Merak eden “Google”a bakabilir, ya da bir uzmandan öğrenebilir.

Ama biz ego ile yakın ilişkisi olan bencillikle, bu bencilliği zıvanadan çıkaran yan etkilerden kısaca söz edebilir ya da bu değişime çok somut bir örnek verebiliriz!

Siyasette ya da belli mevkilerde ben de bulundum.

Öyle zaman olur ki, insanlar sizi avuçları patlarcasına alkışlar, omuzlarına alıp, yere göğe sığdıramayıp havalarda dolaştırır.

İşte bu çember içinde, herkes sizi tabulaştırmaya hatta kendilerinin tabulaştırıp sonra da sizi tapınma noktasına taşıdıklarında, sizin kendinizi nasıl koruyacağınız hatta bencillik konusunda, raydan çıkıp çıkmayacağınız, sapıtıp sapıtmayacağınız çok önemlidir.

Siyasilerimizin önde giden ya da zirvelerde dolaşanlarıyla, liderlerimizi gözlemleyerek, egolarının hangi noktalarda dolaştığına bir bakın.
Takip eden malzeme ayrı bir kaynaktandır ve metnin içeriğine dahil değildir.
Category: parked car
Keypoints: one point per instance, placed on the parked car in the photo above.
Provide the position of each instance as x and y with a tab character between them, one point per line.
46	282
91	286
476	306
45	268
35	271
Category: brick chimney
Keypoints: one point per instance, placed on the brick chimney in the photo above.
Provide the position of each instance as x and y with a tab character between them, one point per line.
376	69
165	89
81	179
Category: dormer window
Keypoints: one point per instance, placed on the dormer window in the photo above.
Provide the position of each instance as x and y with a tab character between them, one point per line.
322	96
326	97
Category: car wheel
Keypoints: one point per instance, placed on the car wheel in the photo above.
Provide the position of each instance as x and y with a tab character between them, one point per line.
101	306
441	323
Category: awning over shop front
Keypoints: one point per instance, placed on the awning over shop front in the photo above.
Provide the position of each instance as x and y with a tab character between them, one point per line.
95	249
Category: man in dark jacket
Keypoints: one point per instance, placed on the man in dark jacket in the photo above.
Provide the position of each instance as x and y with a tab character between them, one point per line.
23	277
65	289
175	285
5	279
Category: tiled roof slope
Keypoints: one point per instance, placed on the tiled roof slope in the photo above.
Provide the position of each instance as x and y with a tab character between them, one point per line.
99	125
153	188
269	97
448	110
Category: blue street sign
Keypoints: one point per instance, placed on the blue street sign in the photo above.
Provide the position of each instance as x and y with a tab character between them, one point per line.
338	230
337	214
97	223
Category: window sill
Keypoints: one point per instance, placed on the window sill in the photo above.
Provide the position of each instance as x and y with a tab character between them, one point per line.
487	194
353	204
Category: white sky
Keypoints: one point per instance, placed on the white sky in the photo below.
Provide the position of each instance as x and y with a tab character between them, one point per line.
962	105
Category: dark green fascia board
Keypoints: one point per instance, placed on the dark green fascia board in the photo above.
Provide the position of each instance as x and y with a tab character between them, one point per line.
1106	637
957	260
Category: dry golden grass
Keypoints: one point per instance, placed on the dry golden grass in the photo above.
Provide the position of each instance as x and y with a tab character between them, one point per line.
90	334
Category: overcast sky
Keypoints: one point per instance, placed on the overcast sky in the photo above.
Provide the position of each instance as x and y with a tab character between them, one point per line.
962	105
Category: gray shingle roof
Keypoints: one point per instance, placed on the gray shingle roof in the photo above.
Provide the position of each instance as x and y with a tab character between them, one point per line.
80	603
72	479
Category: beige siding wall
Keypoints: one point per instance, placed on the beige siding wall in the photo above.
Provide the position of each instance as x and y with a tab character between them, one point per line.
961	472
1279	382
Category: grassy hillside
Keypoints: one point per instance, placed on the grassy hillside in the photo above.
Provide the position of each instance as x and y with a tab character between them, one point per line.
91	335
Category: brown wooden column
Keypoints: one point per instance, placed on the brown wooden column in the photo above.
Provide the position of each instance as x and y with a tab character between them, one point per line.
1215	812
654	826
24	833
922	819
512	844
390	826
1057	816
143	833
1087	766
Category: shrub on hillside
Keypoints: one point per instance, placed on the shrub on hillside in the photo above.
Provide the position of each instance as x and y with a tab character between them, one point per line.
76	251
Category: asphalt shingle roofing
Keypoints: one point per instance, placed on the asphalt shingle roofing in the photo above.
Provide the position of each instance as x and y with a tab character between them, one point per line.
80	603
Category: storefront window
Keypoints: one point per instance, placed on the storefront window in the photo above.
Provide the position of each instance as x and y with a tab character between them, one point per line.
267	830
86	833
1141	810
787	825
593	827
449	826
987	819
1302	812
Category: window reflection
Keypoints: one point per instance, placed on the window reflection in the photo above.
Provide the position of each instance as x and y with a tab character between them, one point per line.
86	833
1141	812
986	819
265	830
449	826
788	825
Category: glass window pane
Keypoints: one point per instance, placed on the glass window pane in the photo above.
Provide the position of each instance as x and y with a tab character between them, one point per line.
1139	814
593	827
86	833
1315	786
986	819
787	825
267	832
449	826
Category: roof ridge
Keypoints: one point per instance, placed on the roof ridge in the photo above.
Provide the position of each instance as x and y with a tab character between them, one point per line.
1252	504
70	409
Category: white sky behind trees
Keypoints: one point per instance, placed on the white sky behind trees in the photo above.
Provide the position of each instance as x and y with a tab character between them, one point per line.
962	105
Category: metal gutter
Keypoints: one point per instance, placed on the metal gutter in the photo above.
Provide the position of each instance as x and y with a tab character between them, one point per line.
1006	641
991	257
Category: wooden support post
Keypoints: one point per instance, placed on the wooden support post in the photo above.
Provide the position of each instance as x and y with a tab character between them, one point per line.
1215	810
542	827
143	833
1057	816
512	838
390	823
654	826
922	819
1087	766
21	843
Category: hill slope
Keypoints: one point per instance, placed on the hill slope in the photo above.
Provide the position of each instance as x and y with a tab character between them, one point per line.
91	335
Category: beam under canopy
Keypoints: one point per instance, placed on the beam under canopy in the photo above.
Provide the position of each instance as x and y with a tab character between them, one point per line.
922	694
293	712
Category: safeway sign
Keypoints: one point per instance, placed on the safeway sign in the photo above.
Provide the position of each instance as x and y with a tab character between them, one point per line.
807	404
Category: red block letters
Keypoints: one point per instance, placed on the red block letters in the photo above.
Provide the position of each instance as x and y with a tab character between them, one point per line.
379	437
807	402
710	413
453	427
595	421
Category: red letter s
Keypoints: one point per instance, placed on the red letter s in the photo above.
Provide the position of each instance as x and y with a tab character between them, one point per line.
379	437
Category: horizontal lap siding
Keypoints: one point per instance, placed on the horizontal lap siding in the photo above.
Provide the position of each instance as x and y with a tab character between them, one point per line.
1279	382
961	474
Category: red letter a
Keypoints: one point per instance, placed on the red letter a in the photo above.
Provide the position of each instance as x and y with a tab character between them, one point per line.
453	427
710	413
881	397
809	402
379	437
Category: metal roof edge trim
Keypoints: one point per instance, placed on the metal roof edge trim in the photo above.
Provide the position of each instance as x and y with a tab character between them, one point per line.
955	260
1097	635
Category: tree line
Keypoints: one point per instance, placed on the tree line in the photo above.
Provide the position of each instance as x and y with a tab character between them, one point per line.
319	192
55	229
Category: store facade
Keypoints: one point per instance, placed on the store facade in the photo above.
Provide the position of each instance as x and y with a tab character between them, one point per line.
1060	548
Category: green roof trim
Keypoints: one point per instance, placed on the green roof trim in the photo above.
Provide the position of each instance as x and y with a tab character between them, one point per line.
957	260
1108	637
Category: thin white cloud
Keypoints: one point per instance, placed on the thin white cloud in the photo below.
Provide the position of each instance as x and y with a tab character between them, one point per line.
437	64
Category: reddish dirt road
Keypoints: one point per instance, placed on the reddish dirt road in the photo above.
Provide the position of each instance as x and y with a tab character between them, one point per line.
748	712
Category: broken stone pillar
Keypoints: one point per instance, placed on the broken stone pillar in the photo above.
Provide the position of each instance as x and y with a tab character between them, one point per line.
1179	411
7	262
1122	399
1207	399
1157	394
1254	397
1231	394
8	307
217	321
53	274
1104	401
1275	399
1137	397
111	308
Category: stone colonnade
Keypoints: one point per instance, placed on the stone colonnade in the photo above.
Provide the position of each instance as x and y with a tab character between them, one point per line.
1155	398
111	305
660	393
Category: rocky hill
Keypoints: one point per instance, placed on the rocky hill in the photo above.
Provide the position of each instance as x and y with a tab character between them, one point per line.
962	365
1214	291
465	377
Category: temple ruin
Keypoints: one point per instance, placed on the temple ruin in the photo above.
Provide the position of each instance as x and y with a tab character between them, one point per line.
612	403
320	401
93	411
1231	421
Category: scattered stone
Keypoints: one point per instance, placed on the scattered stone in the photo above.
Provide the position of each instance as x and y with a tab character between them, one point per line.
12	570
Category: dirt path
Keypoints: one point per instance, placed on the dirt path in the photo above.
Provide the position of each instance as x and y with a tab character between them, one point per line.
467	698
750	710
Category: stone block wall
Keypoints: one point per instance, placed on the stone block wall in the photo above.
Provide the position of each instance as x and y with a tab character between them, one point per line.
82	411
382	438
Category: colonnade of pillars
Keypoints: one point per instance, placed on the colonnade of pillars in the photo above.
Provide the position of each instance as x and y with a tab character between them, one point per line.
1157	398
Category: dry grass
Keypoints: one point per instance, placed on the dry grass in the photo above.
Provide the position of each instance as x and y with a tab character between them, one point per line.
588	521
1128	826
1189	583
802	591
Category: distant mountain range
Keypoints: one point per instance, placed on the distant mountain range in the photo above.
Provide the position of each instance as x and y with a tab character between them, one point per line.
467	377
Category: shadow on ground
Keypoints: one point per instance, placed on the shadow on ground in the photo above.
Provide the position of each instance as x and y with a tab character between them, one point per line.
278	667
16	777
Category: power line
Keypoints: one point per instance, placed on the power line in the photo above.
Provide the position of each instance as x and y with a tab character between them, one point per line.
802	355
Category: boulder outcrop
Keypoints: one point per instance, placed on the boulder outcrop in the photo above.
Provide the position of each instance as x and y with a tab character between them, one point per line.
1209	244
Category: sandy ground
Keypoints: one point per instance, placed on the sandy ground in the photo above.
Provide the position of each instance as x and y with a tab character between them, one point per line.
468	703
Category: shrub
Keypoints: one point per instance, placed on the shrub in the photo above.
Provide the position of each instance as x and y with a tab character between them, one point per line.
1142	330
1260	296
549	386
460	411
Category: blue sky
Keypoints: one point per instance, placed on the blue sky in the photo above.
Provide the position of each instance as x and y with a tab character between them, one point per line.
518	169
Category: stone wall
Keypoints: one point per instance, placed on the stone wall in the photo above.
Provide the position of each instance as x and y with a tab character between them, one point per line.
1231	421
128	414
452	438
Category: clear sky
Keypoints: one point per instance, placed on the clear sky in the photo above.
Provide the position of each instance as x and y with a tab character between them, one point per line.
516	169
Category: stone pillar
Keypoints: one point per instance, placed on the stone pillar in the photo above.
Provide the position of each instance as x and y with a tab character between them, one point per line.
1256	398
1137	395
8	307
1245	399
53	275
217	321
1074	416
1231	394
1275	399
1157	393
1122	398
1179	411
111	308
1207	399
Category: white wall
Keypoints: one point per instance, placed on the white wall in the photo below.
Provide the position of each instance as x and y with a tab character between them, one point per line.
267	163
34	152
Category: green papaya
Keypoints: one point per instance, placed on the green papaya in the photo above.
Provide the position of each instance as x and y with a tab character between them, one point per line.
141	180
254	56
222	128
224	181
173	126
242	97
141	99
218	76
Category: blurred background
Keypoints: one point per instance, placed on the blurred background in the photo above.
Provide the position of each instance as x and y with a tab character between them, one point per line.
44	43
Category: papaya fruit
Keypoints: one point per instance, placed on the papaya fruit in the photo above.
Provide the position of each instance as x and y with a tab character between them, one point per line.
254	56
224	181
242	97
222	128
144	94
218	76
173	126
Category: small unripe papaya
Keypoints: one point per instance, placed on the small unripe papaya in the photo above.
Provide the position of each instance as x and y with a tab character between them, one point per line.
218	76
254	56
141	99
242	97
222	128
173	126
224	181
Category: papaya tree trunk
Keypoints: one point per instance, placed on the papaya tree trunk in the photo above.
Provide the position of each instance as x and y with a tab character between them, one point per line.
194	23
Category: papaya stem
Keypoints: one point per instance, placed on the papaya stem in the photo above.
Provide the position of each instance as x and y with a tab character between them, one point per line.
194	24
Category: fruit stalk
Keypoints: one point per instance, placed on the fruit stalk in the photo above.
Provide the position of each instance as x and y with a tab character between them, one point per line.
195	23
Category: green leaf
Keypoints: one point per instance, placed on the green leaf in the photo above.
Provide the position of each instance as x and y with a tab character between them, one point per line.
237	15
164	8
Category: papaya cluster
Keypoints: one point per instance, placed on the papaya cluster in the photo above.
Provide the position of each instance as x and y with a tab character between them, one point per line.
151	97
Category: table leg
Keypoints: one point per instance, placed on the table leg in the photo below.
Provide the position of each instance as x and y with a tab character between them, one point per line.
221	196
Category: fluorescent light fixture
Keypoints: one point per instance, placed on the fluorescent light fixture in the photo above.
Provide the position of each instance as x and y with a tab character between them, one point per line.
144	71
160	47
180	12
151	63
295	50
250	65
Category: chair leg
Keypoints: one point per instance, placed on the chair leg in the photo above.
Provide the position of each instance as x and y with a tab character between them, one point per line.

Cumhurbaşkanımız, “One-Minute” çıkışı ve Mavi Marmara saçmalığı sonrasında, Arap Baharı sevdasına kapılıp, Arap halklarına dönük hamasi çıkışlarla İsrail başta olmak üzere, ABD, AB, Birleşmiş Milletler’deki 5 daimi üye de dahil olmak üzere, Rusya ve Çin’e de posta atmaya başlaması, sanırım egosunun tırmanışa geçtiği dönemlerdi.

Bugün dünyada neredeyse bir tek dostumuz kalmadı gibi bir şey.

Bu da gösteriyor ki, dış politikamız, Erdoğan ve Davutoğlu sayesinde iflas etmiş durumda.

Başbakanlığı döneminde, bir çok başarılı projelere imza atan Erdoğan, Cumhurbaşkanı olduktan sonra, ülkeye ve ülke insanına çok daha fazla katkıda bulunması gerekirken, ciddi anlamda zarar vermeye başladı.

Bugün AK Parti Genel Başkanı’nın Erdoğan mı yoksa Davutoğlu mu olduğu belli değil.

Davul Davutoğlu’nun boynunda, tokmak Erdoğan’ın elinde.

Erdoğan siyasi havayı germekle meşgul.

Ülke çok kritik ve tehlikeli bir süreçten geçerken, Erdoğan yetkilerinin artırılması için sistem değişikliğine gidilmesinden söz edebiliyor.

Erdoğan’ın egosunun böylesine şiştiği bir süreçte, patlama olmadan Erdoğan’ın egosunu kim söndürecek?

Rahmetli Özal’ın frenine Yıldırım Akbulut, Demirel’in frenine de Çiller basmıştı.

Doğru muydu, yanlış mıydı konusu ayrıca tartışılabilir!

Erdoğan’ın frenine Davutoğlu’nun basması çok zor ama AK Parti içinden birileri isterse bu ego balonunu patlamadan söndürebilir!

Yoksa, milletçe işimiz zor.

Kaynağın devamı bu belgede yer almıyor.